Management: Treatment of manifestations: Management of musculoskeletal manifestations per skeletal dysplasia or physiatry clinic; address mobility issues in those with bone deformity; early intervention such as physical therapy, occupational therapy, and speech therapy to optimize developmental outcomes; surgical repair in the first year of life in those with multisuture craniosynostosis; early initiation of topical eye lubrication in those with inadequate lid closure; jaw surgery to advance the midface; pediatric dental and orthodontic care; surgical interventions as needed for sleep apnea; treatment with phosphate as needed per endocrinologist; standard treatment of hernias per gastroenterologist/surgeon.
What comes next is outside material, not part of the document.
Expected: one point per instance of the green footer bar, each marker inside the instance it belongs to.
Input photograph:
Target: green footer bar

Surveillance: At each visit monitor growth, developmental progress, and educational needs, and assess for recurrent and pathologic fractures, incomplete eyelid closure, and manifestations of sleep apnea. Clinical evaluation of head circumference and for manifestations of increased intracranial pressure at least every three months in the first year of life. Evaluation by a craniofacial orthodontist when secondary teeth have erupted. Assess serum phosphate and serum FGF23 as recommended by endocrinologist. Monitor body temperature following sedation for procedures.

Agents/circumstances to avoid: Sports restrictions may be necessary for activities that carry a potential for head or neck injury; individuals with severe proptosis need to wear protective eyewear during activities with risk of eye injury.
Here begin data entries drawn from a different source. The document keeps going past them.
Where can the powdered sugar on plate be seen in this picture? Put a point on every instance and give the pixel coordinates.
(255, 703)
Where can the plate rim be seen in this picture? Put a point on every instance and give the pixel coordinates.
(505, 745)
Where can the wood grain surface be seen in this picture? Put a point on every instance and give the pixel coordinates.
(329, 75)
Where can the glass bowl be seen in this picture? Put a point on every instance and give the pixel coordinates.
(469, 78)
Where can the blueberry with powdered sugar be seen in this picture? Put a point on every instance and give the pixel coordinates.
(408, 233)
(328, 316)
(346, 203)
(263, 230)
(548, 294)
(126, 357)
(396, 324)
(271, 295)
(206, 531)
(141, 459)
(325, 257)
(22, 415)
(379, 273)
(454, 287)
Evaluation of relatives at risk: It is appropriate to clarify the genetic status of apparently asymptomatic older and younger at-risk relatives of an affected individual in order to identify as early as possible those who would benefit from prompt initiation of treatment of developmental and craniofacial manifestations.
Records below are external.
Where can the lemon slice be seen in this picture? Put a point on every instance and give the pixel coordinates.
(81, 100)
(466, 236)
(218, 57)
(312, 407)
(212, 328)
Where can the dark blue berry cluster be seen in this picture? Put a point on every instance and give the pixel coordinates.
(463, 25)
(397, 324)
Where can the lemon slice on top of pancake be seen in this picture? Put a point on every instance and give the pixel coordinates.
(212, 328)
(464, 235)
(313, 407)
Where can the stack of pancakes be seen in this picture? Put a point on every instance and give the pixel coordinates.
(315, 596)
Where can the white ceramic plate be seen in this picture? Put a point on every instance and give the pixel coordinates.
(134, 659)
Genetic counseling: OGD is inherited in an autosomal dominant manner. Most individuals diagnosed with OGD represent simplex cases; some individuals diagnosed with OGD have an affected parent. Each child of an individual with OGD has a 50% chance of inheriting the FGFR1 pathogenic variant. Once the FGFR1 pathogenic variant has been identified in an affected family member, prenatal and preimplantation genetic testing are possible. Because many individuals with short stature have reproductive partners with short stature, offspring of individuals with OGD may be at risk of having double heterozygosity for two dominantly inherited bone growth disorders; the phenotypes of these individuals are distinct from those of the parents, and the affected individuals have serious sequelae and poor outcomes. Pregnant women carrying fetuses affected by OGD should be monitored during pregnancy for features that can affect early morbidity and mortality and should be encouraged to deliver in a hospital with ready access to a pediatric otolaryngologist, plastic surgeon, neurosurgeon, and pulmonary medicine specialist.